Sugii decided to become an animator after watching the film Bambi. He joined Toei Animation at the age of 19 after taking an entrance exam in 1958. He worked as an in-betweener on Hakujaden, Legend of the White Serpent soon after joining the studio.[1] After becoming disillusioned with Toei due to complaints about production staff being unable to propose projects, he quit in 1961 and joined Mushi Pro on hearing that Osamu Tezuka was going to make anime.[2]
1961 featured an exodus of animators from Toei to Mushi Pro following crackdowns on a strike organised by the Toei animator union. Sugii joined Mushi Pro along with his close friends from Toei, Rintaro and Yusaku Sakamoto. At the time the studio was still under construction and animators worked from Tezuka's house. Sugii helped refine Tezuka's rough animation into proper keys on the Tetsuwan Atom (Astro Boy) pilot film. On the Atom TV anime, Sugii was part of the initial rotation of six episode directors, which included Sakamoto, Eiichi Yamamoto, Sugii, Motoaki Ishii, Shûji Konno and Tezuka himself.[3]
In 1964, Sugii along with Atsushi Takagi, Osamu Dezaki, Seiji Okuda and others left Mushi Pro and established studio Art Fresh. Art Fresh handled outsourced episodes of Tetsuwan Atom.[3]
In 1967, Sugii made his directorial debut with Mushi Pro’s television series Adventures of the Monkey King (Goku no Daibôken). His last work at Mushi Pro would be 1973's Belladonna of Sadness, on which he worked as animation director.[4]

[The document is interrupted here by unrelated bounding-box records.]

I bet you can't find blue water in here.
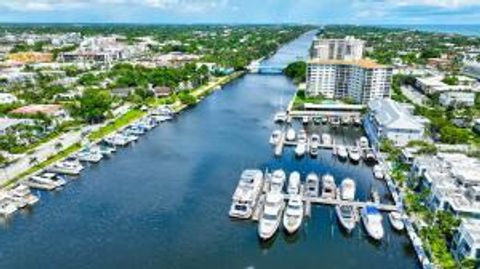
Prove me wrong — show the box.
[382,24,480,36]
[0,31,418,269]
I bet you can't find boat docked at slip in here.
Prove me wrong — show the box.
[229,170,263,219]
[258,192,285,240]
[322,174,337,199]
[335,205,357,232]
[48,158,83,175]
[348,147,362,162]
[322,133,332,146]
[0,192,18,217]
[302,116,310,125]
[269,130,282,145]
[337,146,348,160]
[286,127,297,141]
[31,172,67,188]
[76,148,103,163]
[340,177,356,201]
[283,195,303,234]
[388,211,405,231]
[360,205,384,240]
[304,172,319,197]
[270,169,287,193]
[295,141,307,157]
[8,184,40,207]
[274,111,288,123]
[287,171,300,195]
[104,134,130,146]
[310,134,320,157]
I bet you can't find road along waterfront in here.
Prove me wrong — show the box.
[0,30,418,269]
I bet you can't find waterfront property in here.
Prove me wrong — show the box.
[411,153,480,219]
[306,59,392,104]
[364,99,427,146]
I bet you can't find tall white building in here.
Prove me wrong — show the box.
[306,59,392,104]
[310,36,365,61]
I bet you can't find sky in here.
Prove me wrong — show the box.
[0,0,480,24]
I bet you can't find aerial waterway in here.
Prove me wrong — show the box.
[0,32,418,269]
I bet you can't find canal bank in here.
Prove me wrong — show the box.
[0,30,416,269]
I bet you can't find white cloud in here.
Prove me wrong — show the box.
[0,0,229,12]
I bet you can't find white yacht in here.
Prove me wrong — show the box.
[286,127,297,141]
[269,130,282,145]
[337,146,348,160]
[335,205,357,232]
[360,206,384,240]
[283,195,303,234]
[48,158,83,175]
[322,174,337,199]
[348,147,362,162]
[9,184,39,206]
[0,192,18,217]
[258,192,285,240]
[295,141,307,157]
[360,136,370,149]
[340,178,355,201]
[322,133,332,145]
[274,111,287,123]
[305,172,319,197]
[287,171,300,195]
[388,211,405,231]
[298,129,307,144]
[270,169,287,193]
[310,134,320,157]
[76,148,103,163]
[373,164,385,179]
[302,116,310,125]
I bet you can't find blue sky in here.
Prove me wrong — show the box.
[0,0,480,24]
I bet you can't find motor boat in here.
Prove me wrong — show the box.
[305,172,319,197]
[370,187,380,204]
[232,169,263,201]
[32,172,67,188]
[388,211,405,231]
[283,195,303,234]
[330,117,340,127]
[0,192,18,217]
[9,184,39,207]
[274,112,287,123]
[365,149,377,163]
[322,133,332,145]
[337,146,348,160]
[258,192,285,240]
[322,174,337,199]
[310,134,320,157]
[335,205,357,233]
[286,127,297,141]
[295,141,307,157]
[340,178,355,201]
[348,147,361,162]
[287,171,300,195]
[269,130,282,145]
[48,158,83,175]
[360,205,384,240]
[76,148,103,163]
[360,136,370,149]
[373,164,385,179]
[302,116,310,125]
[270,169,287,193]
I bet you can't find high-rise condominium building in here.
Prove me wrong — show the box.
[307,59,392,104]
[310,36,365,61]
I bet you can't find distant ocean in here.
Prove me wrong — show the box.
[381,24,480,36]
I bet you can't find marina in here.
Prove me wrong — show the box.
[0,30,419,269]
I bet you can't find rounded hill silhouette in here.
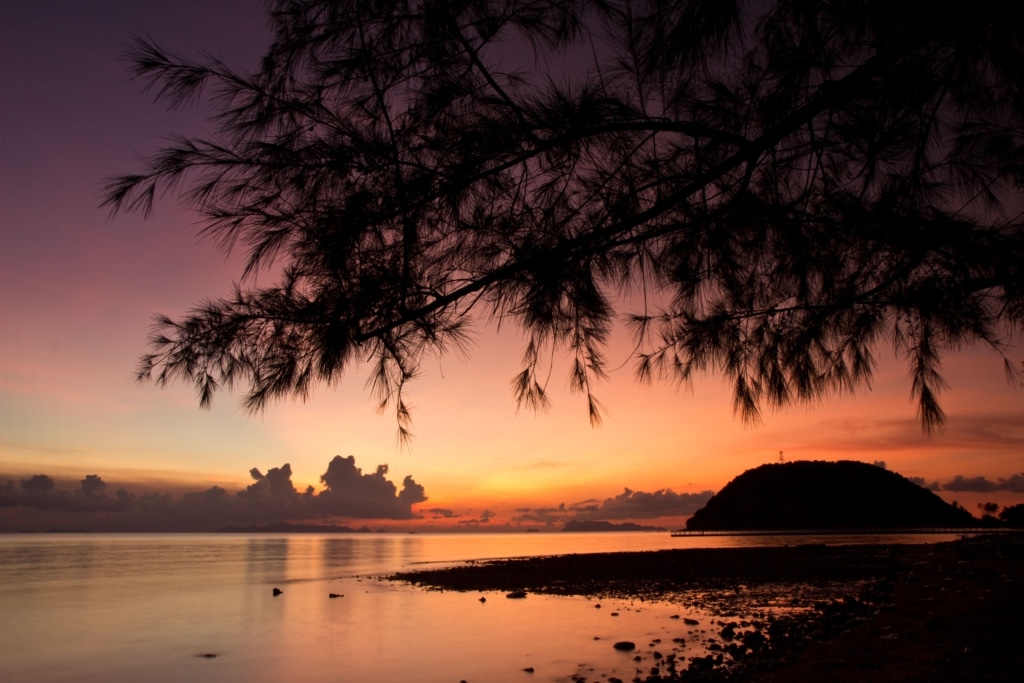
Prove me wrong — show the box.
[686,460,978,531]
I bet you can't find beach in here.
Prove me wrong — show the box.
[391,535,1024,683]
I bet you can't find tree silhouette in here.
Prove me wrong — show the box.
[104,0,1024,435]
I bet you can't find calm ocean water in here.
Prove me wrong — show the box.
[0,532,954,683]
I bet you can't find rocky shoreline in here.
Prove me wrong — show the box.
[389,535,1024,683]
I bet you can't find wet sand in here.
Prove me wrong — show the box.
[391,535,1024,683]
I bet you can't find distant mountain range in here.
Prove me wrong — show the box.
[686,460,978,531]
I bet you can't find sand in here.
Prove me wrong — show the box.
[391,533,1024,683]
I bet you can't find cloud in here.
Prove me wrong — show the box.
[512,488,714,526]
[942,472,1024,494]
[570,488,714,520]
[313,456,427,519]
[0,456,427,531]
[906,477,942,490]
[423,508,462,519]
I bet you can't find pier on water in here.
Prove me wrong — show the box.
[672,526,1024,537]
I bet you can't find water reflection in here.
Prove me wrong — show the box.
[0,533,962,683]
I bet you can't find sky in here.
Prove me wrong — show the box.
[0,0,1024,531]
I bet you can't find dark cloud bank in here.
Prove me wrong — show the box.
[512,488,714,526]
[0,456,427,531]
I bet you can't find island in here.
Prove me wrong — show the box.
[686,460,978,531]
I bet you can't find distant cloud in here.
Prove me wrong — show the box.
[0,456,427,531]
[942,472,1024,494]
[512,488,714,526]
[570,488,714,520]
[313,456,427,519]
[423,508,462,519]
[906,477,942,490]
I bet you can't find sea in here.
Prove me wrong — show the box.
[0,532,956,683]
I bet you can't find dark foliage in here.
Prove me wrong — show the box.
[686,461,978,530]
[104,0,1024,434]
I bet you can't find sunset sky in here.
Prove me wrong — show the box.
[0,0,1024,531]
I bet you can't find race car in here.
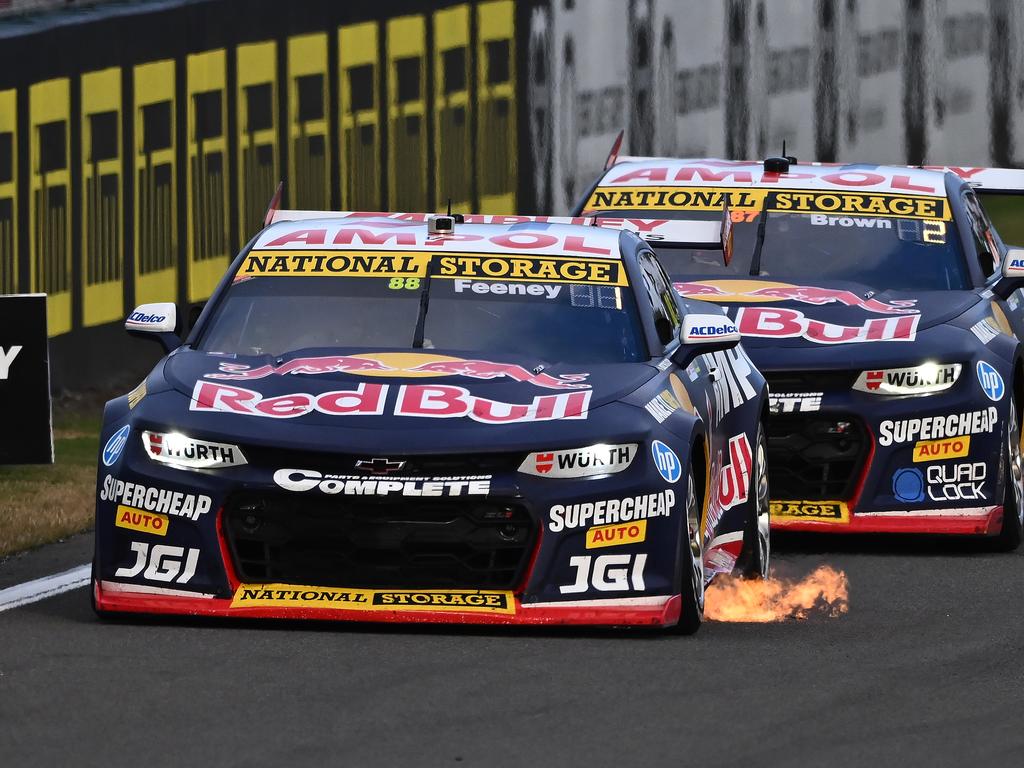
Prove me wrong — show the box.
[92,211,770,633]
[577,157,1024,549]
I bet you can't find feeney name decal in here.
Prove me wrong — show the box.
[548,490,676,534]
[234,253,628,286]
[769,502,850,522]
[205,352,590,389]
[231,584,515,613]
[879,406,998,445]
[586,186,949,219]
[273,469,490,496]
[99,475,213,520]
[736,306,919,344]
[188,381,590,424]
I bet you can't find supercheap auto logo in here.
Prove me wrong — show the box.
[234,251,628,286]
[231,584,515,613]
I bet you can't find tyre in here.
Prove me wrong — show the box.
[675,469,703,635]
[736,424,771,579]
[995,397,1024,552]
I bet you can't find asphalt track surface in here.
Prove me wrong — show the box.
[0,536,1024,767]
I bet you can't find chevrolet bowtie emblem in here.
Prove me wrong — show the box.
[355,459,406,475]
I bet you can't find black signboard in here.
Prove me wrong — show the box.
[0,294,53,465]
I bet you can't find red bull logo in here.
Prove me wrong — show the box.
[674,280,920,314]
[206,352,590,389]
[736,306,921,344]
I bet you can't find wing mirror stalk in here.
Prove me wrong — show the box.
[672,314,742,368]
[125,302,181,352]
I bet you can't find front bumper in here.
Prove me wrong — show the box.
[93,581,680,627]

After promoting Manga Nippon Mukashibanashi [ja], Sugii decided to spend some time away from the anime industry, setting off to travel the country from the mid-1970s to the early 1980s before finally returning to helm Night on the Galactic Railroad.[4] He noted, ‘‘I could make
Night on the Galactic Railroad precisely because I had traveled. My approach to
visual expression greatly expanded after these experiences.’’[2] Sugii's approach to the film was to treat "characters and landscapes as equals", exploring the main character Giovanni's emotions through shifts in the environment. While the original novel provides next to no description of the main characters' appearances, Sugii decided to depict them as anthropomorphic cats, as a means of preserving author Kenji Miyazawa's descriptive ambiguity of the characters.[4]
Awards and influence
Sugii received the 2018 Tokyo Anime Award Festival Achievement Award which honors "lifetime achievements in developing technical skills and cultivating new talent" and "invaluable contributions to the advancement of the animation industry on the whole".[5]